The value of volatile resources in electricity markets
Revista : Sustainable Energy Grids & NetworksVolumen : 11
Páginas : 46-57
Tipo de publicación : ISI Ir a publicación
Abstract
The rapid adoption of renewable generation has brought volatility to the grid as well as electricity markets. There is a need for models and analytical techniques to obtain insight on the cost of volatility, and the benefits of responsive technologies that can provide ancillary services to mitigate this cost.
The model introduced in this paper is based on typical markets in operation today, in which day-ahead and real-time power markets are used to schedule resources to maintain supplydemand balance. The real-time market model is the diffusion model introduced in prior work. Analysis is conducted in an idealized competitive equilibrium setting. The introduction of a coupled day-ahead market is novel, and can be used to quantify the costs and benefits of generation from renewable resources.
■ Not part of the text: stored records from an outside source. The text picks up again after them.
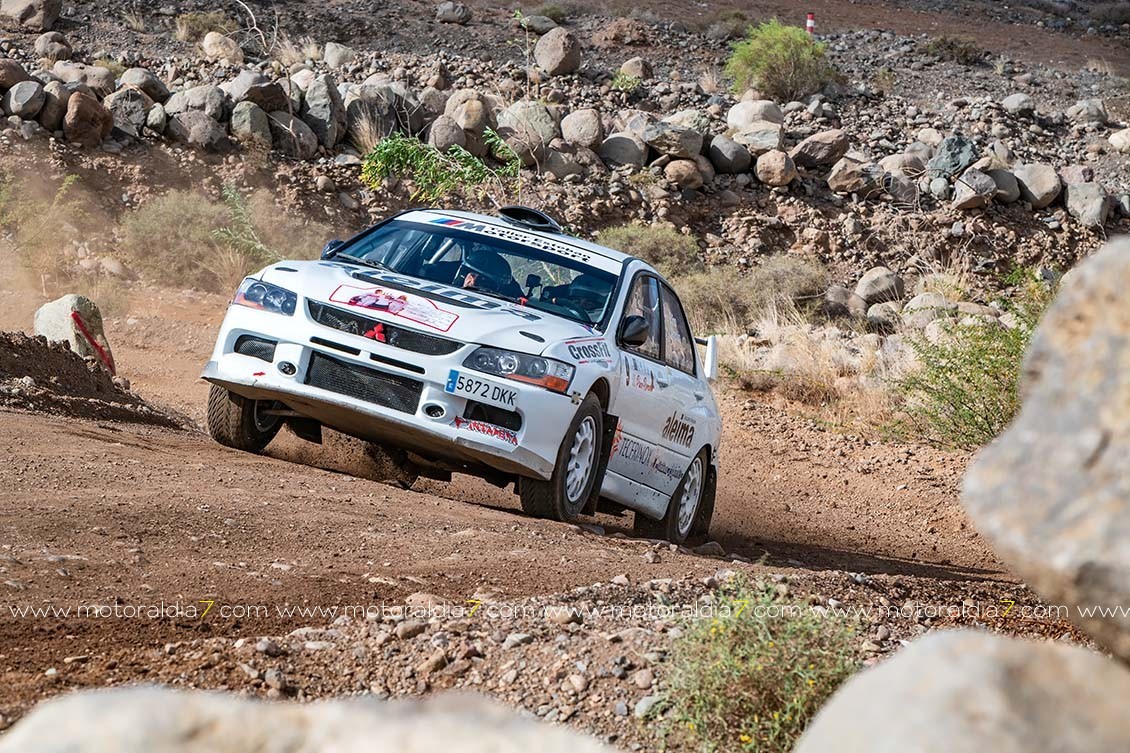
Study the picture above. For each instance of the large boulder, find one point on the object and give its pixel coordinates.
(975, 691)
(824, 148)
(34, 15)
(1088, 204)
(77, 321)
(1040, 183)
(728, 156)
(324, 111)
(162, 720)
(292, 136)
(1051, 493)
(87, 121)
(558, 52)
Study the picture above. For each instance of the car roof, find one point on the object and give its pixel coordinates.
(428, 215)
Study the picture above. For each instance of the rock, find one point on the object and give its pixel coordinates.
(452, 13)
(55, 96)
(684, 173)
(324, 111)
(86, 121)
(761, 137)
(879, 285)
(1121, 140)
(1088, 204)
(636, 68)
(196, 128)
(728, 156)
(1039, 183)
(250, 124)
(674, 140)
(224, 49)
(130, 110)
(775, 167)
(583, 128)
(624, 148)
(746, 113)
(53, 46)
(34, 15)
(25, 100)
(841, 302)
(985, 693)
(145, 80)
(150, 719)
(824, 148)
(11, 74)
(337, 55)
(953, 156)
(1008, 190)
(55, 321)
(973, 190)
(558, 52)
(1019, 104)
(1088, 111)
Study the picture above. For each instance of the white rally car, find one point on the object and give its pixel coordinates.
(495, 346)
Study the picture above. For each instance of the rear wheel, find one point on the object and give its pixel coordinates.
(564, 495)
(685, 508)
(240, 423)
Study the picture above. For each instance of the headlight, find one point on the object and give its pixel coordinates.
(523, 368)
(258, 294)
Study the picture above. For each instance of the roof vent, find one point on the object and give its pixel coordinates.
(530, 218)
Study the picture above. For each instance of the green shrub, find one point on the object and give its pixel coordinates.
(753, 677)
(437, 173)
(666, 249)
(722, 300)
(962, 50)
(781, 61)
(966, 387)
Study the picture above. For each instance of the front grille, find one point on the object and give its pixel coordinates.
(399, 337)
(494, 415)
(368, 384)
(255, 347)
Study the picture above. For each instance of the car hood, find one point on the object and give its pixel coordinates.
(410, 302)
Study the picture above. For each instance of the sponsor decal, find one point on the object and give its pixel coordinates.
(589, 351)
(679, 429)
(489, 430)
(411, 308)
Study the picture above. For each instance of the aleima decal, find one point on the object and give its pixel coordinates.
(679, 429)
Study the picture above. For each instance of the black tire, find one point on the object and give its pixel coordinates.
(557, 499)
(674, 527)
(234, 421)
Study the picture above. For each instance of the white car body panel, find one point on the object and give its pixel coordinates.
(665, 416)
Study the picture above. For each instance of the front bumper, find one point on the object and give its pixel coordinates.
(385, 394)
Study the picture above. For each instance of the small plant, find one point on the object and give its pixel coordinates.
(437, 173)
(193, 26)
(781, 61)
(959, 49)
(753, 677)
(966, 388)
(625, 83)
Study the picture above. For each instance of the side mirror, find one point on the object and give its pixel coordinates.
(331, 248)
(634, 331)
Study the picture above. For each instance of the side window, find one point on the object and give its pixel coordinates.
(643, 301)
(678, 347)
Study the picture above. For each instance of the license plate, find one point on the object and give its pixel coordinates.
(481, 390)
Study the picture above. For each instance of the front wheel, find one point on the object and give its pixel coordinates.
(685, 509)
(241, 423)
(564, 495)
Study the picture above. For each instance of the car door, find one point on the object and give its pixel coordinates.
(644, 398)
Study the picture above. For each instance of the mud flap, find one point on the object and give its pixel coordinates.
(606, 452)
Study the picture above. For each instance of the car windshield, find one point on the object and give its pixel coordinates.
(528, 276)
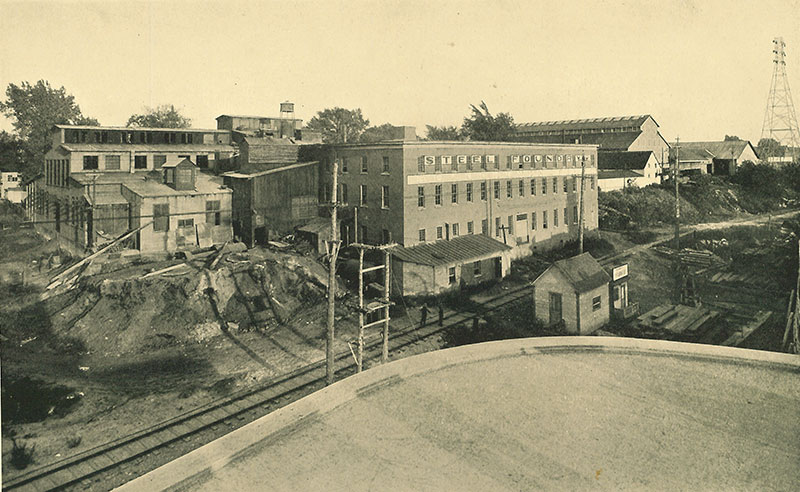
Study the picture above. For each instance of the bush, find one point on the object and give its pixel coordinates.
(21, 454)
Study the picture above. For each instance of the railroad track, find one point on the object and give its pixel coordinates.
(231, 412)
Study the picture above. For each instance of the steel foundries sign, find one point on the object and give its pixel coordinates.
(619, 272)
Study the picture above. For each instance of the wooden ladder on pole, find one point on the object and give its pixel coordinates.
(383, 304)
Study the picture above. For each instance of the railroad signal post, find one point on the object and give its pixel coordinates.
(383, 304)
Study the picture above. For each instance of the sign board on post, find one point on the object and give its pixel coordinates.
(619, 272)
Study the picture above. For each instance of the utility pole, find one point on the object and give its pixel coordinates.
(334, 253)
(580, 204)
(384, 304)
(675, 174)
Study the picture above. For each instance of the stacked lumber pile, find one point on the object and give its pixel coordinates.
(671, 321)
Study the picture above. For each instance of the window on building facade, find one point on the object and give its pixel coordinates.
(384, 196)
(161, 217)
(112, 162)
(185, 223)
(90, 162)
(213, 214)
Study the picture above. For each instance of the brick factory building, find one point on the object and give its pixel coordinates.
(100, 182)
(618, 133)
(524, 196)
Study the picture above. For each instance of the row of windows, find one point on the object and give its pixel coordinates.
(522, 187)
(449, 163)
(132, 137)
(363, 165)
(161, 216)
(112, 162)
(447, 230)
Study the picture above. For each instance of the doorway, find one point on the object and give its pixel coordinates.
(555, 308)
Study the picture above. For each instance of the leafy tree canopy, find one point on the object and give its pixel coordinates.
(769, 147)
(34, 109)
(484, 126)
(163, 116)
(444, 133)
(378, 133)
(339, 125)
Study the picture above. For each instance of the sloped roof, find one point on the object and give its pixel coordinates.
(459, 249)
(724, 149)
(586, 124)
(607, 141)
(623, 160)
(617, 173)
(582, 272)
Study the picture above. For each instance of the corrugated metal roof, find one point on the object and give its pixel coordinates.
(582, 272)
(82, 147)
(585, 124)
(623, 160)
(241, 175)
(460, 249)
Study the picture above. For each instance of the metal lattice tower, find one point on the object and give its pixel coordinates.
(780, 119)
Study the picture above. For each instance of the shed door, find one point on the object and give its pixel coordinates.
(555, 308)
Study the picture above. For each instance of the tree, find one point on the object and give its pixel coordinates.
(444, 133)
(769, 147)
(34, 110)
(482, 125)
(163, 116)
(385, 131)
(338, 125)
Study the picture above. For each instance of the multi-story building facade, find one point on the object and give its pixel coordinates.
(99, 182)
(525, 196)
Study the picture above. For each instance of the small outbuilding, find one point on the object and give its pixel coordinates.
(574, 292)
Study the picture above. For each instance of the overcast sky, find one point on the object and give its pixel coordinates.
(702, 69)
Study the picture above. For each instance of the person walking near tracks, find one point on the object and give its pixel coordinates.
(424, 315)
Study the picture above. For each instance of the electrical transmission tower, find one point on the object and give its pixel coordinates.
(780, 119)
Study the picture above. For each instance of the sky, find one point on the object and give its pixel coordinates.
(702, 69)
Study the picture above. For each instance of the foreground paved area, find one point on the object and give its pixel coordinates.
(554, 414)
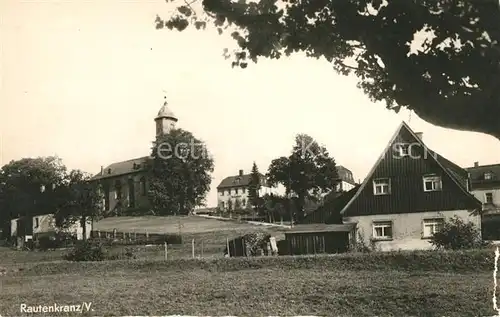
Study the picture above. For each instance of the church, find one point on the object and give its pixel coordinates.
(125, 183)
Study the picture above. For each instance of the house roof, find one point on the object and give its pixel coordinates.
(122, 168)
(477, 176)
(457, 174)
(237, 181)
(345, 174)
(321, 227)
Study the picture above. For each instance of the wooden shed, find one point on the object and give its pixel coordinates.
(320, 238)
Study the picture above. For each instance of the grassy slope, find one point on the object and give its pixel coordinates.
(253, 292)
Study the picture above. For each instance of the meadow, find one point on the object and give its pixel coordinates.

Closed-form expressions are obtained for the supplier and consumer surpluses based on computations for an associated two-dimensional diffusion process. These formulae quantify how the value of wind generation falls with volatility, and also how this cost can be reduced with the introduction of responsive ancillary services. Perhaps surprisingly, it is found in numerical experiments that the introduction of generation from wind may result in significant gains for the supplier of traditional generation respect to the case without volatile resources, even when the consumer owns and controls the wind farm.